Sunday, 24 May 2015

Steamed Chicken Momo

Me and my mom's favorite street food is Steamed Chicken Momo, oh we so love it !! It is healthy and yummy both. We love the steamed version more than the fried one. I made Chicken Momo once in my home, maa loved it. So I repeated and made it once again. 

Steamed Chicken Momo

Ingredients: Flour, boiled boneless chicken, spring onion, onion, 2 tsp fried garlic,  salt, black pepper, little amount of oil, chilli and yes, thats it :)

Step 1# Make a dough using flour, salt, warm water and refined oil. Made the dough very soft and form small balls from it. Cover the balls with a damp cloth for 20 minutes.

Step 2#  In a bowl take the boiled chicken and smash it using a spoon.  Add salt, black pepper, fried garlic, chopped chilli, chopped onion and chopped spring onion. Mix them well.

Step 3# Take the balls and make small rotis out of them. Fill them with the chicken mixture and give it a shape of momo.

Stem 4# Now comes the tipe of steaming those cute little momos. I used my rice cooker to steam it, previously I used to use Idli maker. I just brushed the rice cooker steaming surface with a little oil and placed those cute bombs on it. 

Raw Momos
After 10 minutes of steaming, it gets ready to be served hot with soup or sauce. I preferred sauce so I served with it.


Chicken Dum Pulao

Today I will share a very easy yet tasty meal recipe. That is Chicken Dum Pulao.


 The ingredients are always available in the kitchen and the cooking process is also very simple. I have tried to capture the image of every step so that you do not get confused with the recipe. Here I present the recipe in pictorial format :

Ingredients: 500 gm basmati rice, 12-15 medium peices of chicken, 3 big potatoes cut into 6 pieces, bay leaf, whole garam masala, big elaichi, whole coriander and cumin, saunf, dried red chilli, green chilli, refined oil, lemon, resins, onion, ginger garlic paste, salt, turmeric, curd.

Washed potatoes
Garlic Paste
Ginger paste
Whole cumin
Salt
Turmeric
Washed and soaked Basmati rice
The raw ingredients
The whole spices
 
Add caption
Step 1# Take a pan, heat oil and add the whole spices in it. Fry till they start cracking.
First add the cumin and saute for few minutes until it becomes brown. Then add the other whole spices excluding saunf and coriander. 

Step 2# Now add the chopped onions. Fry them till they become pink and tender.

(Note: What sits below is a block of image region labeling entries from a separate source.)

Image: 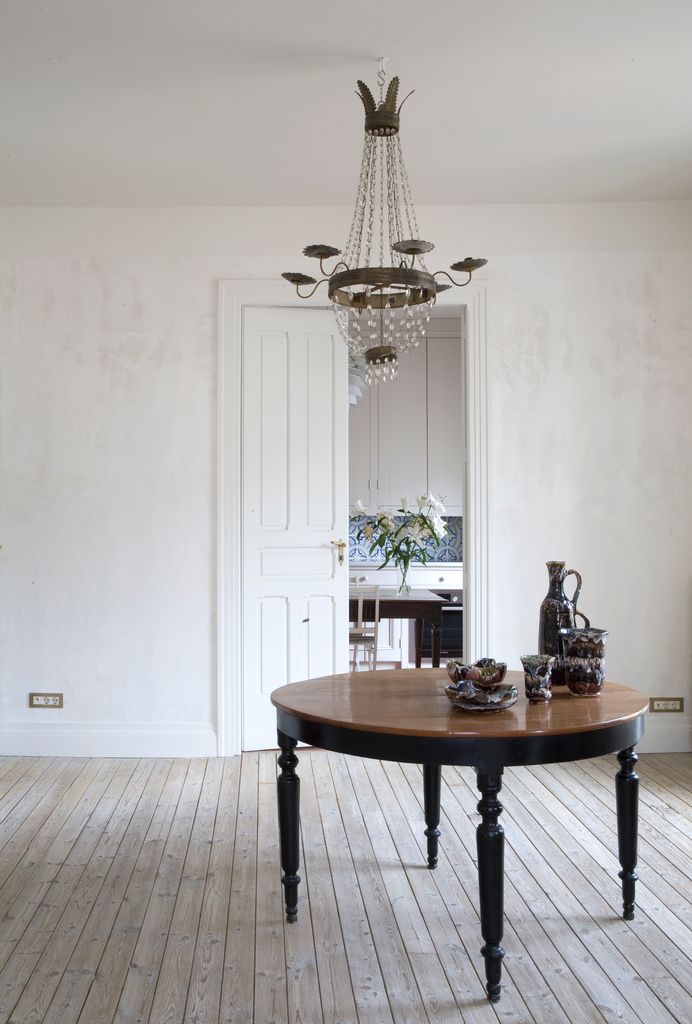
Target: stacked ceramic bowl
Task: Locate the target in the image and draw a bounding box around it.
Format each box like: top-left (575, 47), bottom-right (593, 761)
top-left (444, 657), bottom-right (518, 711)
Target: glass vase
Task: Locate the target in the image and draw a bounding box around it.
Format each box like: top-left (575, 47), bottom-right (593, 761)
top-left (396, 562), bottom-right (410, 595)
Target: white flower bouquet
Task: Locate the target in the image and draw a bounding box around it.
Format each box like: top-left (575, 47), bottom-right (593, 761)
top-left (351, 494), bottom-right (447, 592)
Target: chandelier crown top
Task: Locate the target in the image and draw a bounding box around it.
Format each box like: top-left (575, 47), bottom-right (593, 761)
top-left (284, 57), bottom-right (486, 384)
top-left (356, 75), bottom-right (410, 135)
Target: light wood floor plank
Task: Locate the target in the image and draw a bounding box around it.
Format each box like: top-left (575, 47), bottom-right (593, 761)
top-left (146, 758), bottom-right (223, 1024)
top-left (79, 761), bottom-right (187, 1024)
top-left (115, 759), bottom-right (206, 1024)
top-left (0, 750), bottom-right (692, 1024)
top-left (0, 765), bottom-right (126, 970)
top-left (185, 758), bottom-right (241, 1021)
top-left (0, 759), bottom-right (117, 897)
top-left (219, 754), bottom-right (259, 1024)
top-left (311, 753), bottom-right (393, 1024)
top-left (35, 760), bottom-right (171, 1024)
top-left (495, 772), bottom-right (692, 1024)
top-left (299, 753), bottom-right (358, 1024)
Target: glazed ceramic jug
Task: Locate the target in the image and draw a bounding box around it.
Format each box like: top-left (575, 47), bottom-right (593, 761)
top-left (538, 562), bottom-right (591, 686)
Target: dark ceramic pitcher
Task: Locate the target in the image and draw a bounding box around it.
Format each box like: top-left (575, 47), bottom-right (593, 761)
top-left (538, 562), bottom-right (591, 686)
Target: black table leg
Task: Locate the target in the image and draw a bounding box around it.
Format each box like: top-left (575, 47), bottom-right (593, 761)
top-left (423, 765), bottom-right (442, 867)
top-left (415, 618), bottom-right (423, 669)
top-left (476, 768), bottom-right (505, 1002)
top-left (615, 746), bottom-right (639, 921)
top-left (432, 623), bottom-right (442, 669)
top-left (276, 729), bottom-right (300, 921)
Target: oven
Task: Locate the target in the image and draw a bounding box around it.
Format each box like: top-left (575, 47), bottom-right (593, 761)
top-left (408, 590), bottom-right (464, 664)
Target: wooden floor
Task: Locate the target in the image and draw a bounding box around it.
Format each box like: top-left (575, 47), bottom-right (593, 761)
top-left (0, 751), bottom-right (692, 1024)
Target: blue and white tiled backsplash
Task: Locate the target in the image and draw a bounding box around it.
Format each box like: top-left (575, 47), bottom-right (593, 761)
top-left (348, 515), bottom-right (464, 565)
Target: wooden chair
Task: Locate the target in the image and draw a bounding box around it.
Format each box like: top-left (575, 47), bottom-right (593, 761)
top-left (348, 587), bottom-right (380, 672)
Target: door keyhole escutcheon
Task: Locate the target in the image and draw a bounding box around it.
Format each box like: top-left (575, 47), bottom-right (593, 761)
top-left (332, 541), bottom-right (346, 565)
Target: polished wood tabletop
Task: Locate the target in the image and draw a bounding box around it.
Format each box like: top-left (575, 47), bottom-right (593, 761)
top-left (271, 669), bottom-right (648, 739)
top-left (271, 669), bottom-right (648, 1002)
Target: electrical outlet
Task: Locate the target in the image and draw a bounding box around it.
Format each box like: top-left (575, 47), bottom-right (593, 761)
top-left (29, 693), bottom-right (62, 708)
top-left (649, 697), bottom-right (685, 712)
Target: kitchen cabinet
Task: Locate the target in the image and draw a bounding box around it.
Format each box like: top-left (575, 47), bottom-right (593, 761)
top-left (349, 317), bottom-right (465, 515)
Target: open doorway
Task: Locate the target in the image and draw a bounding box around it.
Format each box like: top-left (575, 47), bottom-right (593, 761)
top-left (217, 281), bottom-right (490, 756)
top-left (349, 307), bottom-right (466, 669)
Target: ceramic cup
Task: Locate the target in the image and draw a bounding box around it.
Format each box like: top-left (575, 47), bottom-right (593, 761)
top-left (560, 627), bottom-right (608, 697)
top-left (521, 654), bottom-right (557, 703)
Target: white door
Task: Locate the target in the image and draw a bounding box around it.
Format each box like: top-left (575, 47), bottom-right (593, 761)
top-left (242, 308), bottom-right (348, 751)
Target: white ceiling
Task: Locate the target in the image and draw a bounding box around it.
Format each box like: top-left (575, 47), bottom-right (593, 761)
top-left (0, 0), bottom-right (692, 206)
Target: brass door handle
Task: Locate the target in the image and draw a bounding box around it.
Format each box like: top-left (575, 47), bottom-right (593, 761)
top-left (332, 541), bottom-right (346, 565)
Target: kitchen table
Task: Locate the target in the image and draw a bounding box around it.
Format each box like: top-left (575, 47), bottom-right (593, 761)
top-left (348, 587), bottom-right (445, 669)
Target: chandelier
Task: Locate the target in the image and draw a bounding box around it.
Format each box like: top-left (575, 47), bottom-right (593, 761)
top-left (282, 57), bottom-right (487, 384)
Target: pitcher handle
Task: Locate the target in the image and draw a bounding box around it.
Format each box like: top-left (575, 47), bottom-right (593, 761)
top-left (563, 569), bottom-right (583, 617)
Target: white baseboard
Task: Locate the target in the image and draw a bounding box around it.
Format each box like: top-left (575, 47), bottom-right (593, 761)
top-left (0, 712), bottom-right (217, 758)
top-left (637, 713), bottom-right (692, 754)
top-left (0, 712), bottom-right (692, 758)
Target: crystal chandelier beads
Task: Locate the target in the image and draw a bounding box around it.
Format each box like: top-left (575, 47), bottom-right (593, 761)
top-left (283, 59), bottom-right (486, 384)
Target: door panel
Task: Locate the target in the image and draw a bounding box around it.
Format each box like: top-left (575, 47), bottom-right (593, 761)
top-left (242, 308), bottom-right (348, 750)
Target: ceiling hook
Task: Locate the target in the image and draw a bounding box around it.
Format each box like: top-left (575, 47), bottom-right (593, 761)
top-left (378, 57), bottom-right (389, 99)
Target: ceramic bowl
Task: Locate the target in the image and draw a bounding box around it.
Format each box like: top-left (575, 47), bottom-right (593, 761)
top-left (447, 657), bottom-right (507, 690)
top-left (444, 683), bottom-right (519, 712)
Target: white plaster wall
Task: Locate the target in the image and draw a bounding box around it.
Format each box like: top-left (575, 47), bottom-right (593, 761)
top-left (0, 203), bottom-right (692, 755)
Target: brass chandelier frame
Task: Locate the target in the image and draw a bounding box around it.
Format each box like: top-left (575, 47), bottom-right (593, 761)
top-left (282, 58), bottom-right (487, 380)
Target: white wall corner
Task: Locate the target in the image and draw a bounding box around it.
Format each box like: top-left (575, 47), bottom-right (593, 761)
top-left (637, 714), bottom-right (692, 757)
top-left (464, 284), bottom-right (493, 662)
top-left (0, 712), bottom-right (217, 758)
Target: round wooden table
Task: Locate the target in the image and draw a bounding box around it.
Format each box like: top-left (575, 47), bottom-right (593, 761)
top-left (271, 669), bottom-right (648, 1002)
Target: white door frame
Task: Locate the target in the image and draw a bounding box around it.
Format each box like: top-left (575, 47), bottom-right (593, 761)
top-left (216, 280), bottom-right (491, 757)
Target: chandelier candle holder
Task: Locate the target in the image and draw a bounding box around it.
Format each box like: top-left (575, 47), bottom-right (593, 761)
top-left (282, 57), bottom-right (487, 384)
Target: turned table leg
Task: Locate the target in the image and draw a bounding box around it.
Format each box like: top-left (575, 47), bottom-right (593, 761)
top-left (415, 618), bottom-right (424, 669)
top-left (423, 765), bottom-right (442, 867)
top-left (276, 729), bottom-right (300, 921)
top-left (615, 746), bottom-right (639, 921)
top-left (432, 623), bottom-right (442, 669)
top-left (476, 768), bottom-right (505, 1002)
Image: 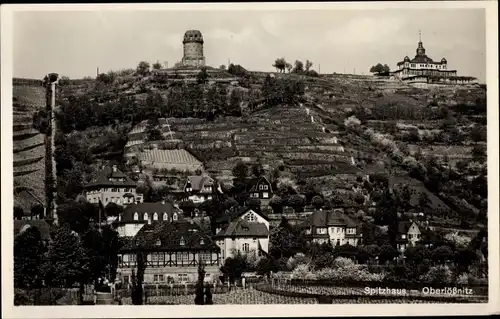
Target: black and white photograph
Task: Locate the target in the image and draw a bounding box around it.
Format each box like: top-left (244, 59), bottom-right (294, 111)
top-left (1, 1), bottom-right (499, 318)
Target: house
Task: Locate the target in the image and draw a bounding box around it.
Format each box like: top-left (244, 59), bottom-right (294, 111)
top-left (117, 220), bottom-right (220, 285)
top-left (85, 165), bottom-right (143, 206)
top-left (396, 221), bottom-right (422, 251)
top-left (214, 207), bottom-right (270, 264)
top-left (300, 209), bottom-right (363, 246)
top-left (247, 176), bottom-right (273, 206)
top-left (14, 219), bottom-right (50, 244)
top-left (114, 202), bottom-right (183, 237)
top-left (184, 175), bottom-right (216, 204)
top-left (14, 187), bottom-right (46, 220)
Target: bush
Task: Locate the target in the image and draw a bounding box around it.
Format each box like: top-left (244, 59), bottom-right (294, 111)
top-left (420, 265), bottom-right (453, 283)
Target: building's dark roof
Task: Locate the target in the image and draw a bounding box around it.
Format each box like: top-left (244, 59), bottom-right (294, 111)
top-left (14, 219), bottom-right (50, 240)
top-left (215, 219), bottom-right (269, 237)
top-left (186, 175), bottom-right (214, 192)
top-left (183, 30), bottom-right (203, 43)
top-left (120, 202), bottom-right (182, 223)
top-left (14, 189), bottom-right (45, 216)
top-left (398, 221), bottom-right (420, 234)
top-left (301, 210), bottom-right (357, 228)
top-left (87, 165), bottom-right (137, 187)
top-left (122, 221), bottom-right (220, 251)
top-left (247, 176), bottom-right (273, 192)
top-left (215, 207), bottom-right (269, 224)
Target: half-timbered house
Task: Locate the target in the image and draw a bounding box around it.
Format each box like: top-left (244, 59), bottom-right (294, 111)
top-left (117, 220), bottom-right (220, 284)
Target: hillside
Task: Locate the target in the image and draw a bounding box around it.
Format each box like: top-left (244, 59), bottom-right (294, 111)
top-left (49, 70), bottom-right (486, 229)
top-left (12, 81), bottom-right (46, 214)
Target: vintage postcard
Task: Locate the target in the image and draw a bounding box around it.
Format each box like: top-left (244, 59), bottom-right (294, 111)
top-left (1, 1), bottom-right (499, 318)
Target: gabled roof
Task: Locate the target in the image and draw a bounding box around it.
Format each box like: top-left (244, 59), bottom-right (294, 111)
top-left (216, 207), bottom-right (269, 223)
top-left (120, 202), bottom-right (181, 223)
top-left (14, 219), bottom-right (50, 240)
top-left (398, 221), bottom-right (414, 234)
top-left (215, 219), bottom-right (269, 237)
top-left (247, 176), bottom-right (273, 192)
top-left (186, 175), bottom-right (214, 192)
top-left (122, 221), bottom-right (220, 251)
top-left (87, 165), bottom-right (137, 187)
top-left (301, 210), bottom-right (357, 228)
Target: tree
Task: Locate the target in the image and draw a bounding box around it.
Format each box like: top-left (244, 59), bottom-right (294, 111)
top-left (205, 286), bottom-right (214, 305)
top-left (221, 251), bottom-right (248, 282)
top-left (252, 162), bottom-right (265, 177)
top-left (247, 198), bottom-right (261, 210)
top-left (311, 195), bottom-right (325, 209)
top-left (46, 225), bottom-right (90, 292)
top-left (472, 144), bottom-right (486, 160)
top-left (196, 67), bottom-right (209, 84)
top-left (153, 62), bottom-right (162, 70)
top-left (370, 63), bottom-right (391, 73)
top-left (273, 58), bottom-right (286, 72)
top-left (136, 61), bottom-right (150, 75)
top-left (232, 161), bottom-right (248, 181)
top-left (305, 60), bottom-right (313, 72)
top-left (431, 246), bottom-right (454, 264)
top-left (14, 227), bottom-right (46, 288)
top-left (194, 259), bottom-right (205, 305)
top-left (226, 90), bottom-right (241, 116)
top-left (14, 206), bottom-right (24, 220)
top-left (292, 60), bottom-right (304, 73)
top-left (379, 245), bottom-right (399, 263)
top-left (269, 195), bottom-right (283, 214)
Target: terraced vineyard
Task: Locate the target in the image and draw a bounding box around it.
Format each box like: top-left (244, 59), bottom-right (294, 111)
top-left (12, 82), bottom-right (46, 213)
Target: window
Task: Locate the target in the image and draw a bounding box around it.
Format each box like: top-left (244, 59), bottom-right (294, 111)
top-left (316, 228), bottom-right (326, 235)
top-left (200, 253), bottom-right (212, 261)
top-left (245, 213), bottom-right (257, 222)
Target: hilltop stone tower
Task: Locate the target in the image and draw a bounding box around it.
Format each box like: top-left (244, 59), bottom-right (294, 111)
top-left (181, 30), bottom-right (205, 67)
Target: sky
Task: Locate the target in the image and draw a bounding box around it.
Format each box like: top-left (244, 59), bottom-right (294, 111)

This is very important because this will effect the colour of the pulao. 














Step 3# Now as the onion has become pink to brownish and soft as well, add the ginger and garlic paste now. Keep on frying it in a high flame so that all the things mix up well together and the raw smell vanishes.













Step 4# After all the masala has been mixed well and the raw smell has vanished, add the whole coriander and saunf and mix well.














Step 5# Now when you have added all the spices and they all have turned into a nice brown colour, it is the time that you add the curd. Add the curd along with some salt and turmeric powder. Mix them well and add the washed potatoes and chicken pieces in it. Add the resins. Cook them in a high flame and keep on cooking until the oil starts oozing out. The chicken pieces and potatoes will get mixed with the spices and will absorb the aroma into it. All the ingredients will turn into a nice brown colour all over.
Step 6# Now that oil has started oozing out add the soaked rice carefully so that the grains won't break. Mix them slowly and carefully. Do not mix them a lot otherwise they will break. After cooking like this for 1 to 2 minutes, add water EXACTLY THE DOUBLE OF RICE QUANTITY, here 4 cups as I took 2 cups of rice. Add the lemon pieces too. 

Cook it in a medium flame for 5 minutes keeping the lid open. 
Step 7# Now when you see that the rice along with chicken and potatoes have absorbed the rice to a medium level, sprinkel a table spoon of ghee and cover the pan immediately. In the meanwhile, I had preheated my Iron tawa (you can use clay tawa too). Shift the whole pan on the tawa and cook for 5 to 10 minutes in a medium flame covering the lid.
Step 8# Open the lid and see if there is any remaining water in it, if yes cook it in a high flame opening the lid for few more minutes as per needed. Then turn the heat off and keep the whole thing open for few minutes so the moisture gets absorbed by the air.









Your Chicken Dum Pulao is ready to be served hot with anything of your choice such as Kadhai chicken, doi mutton etc.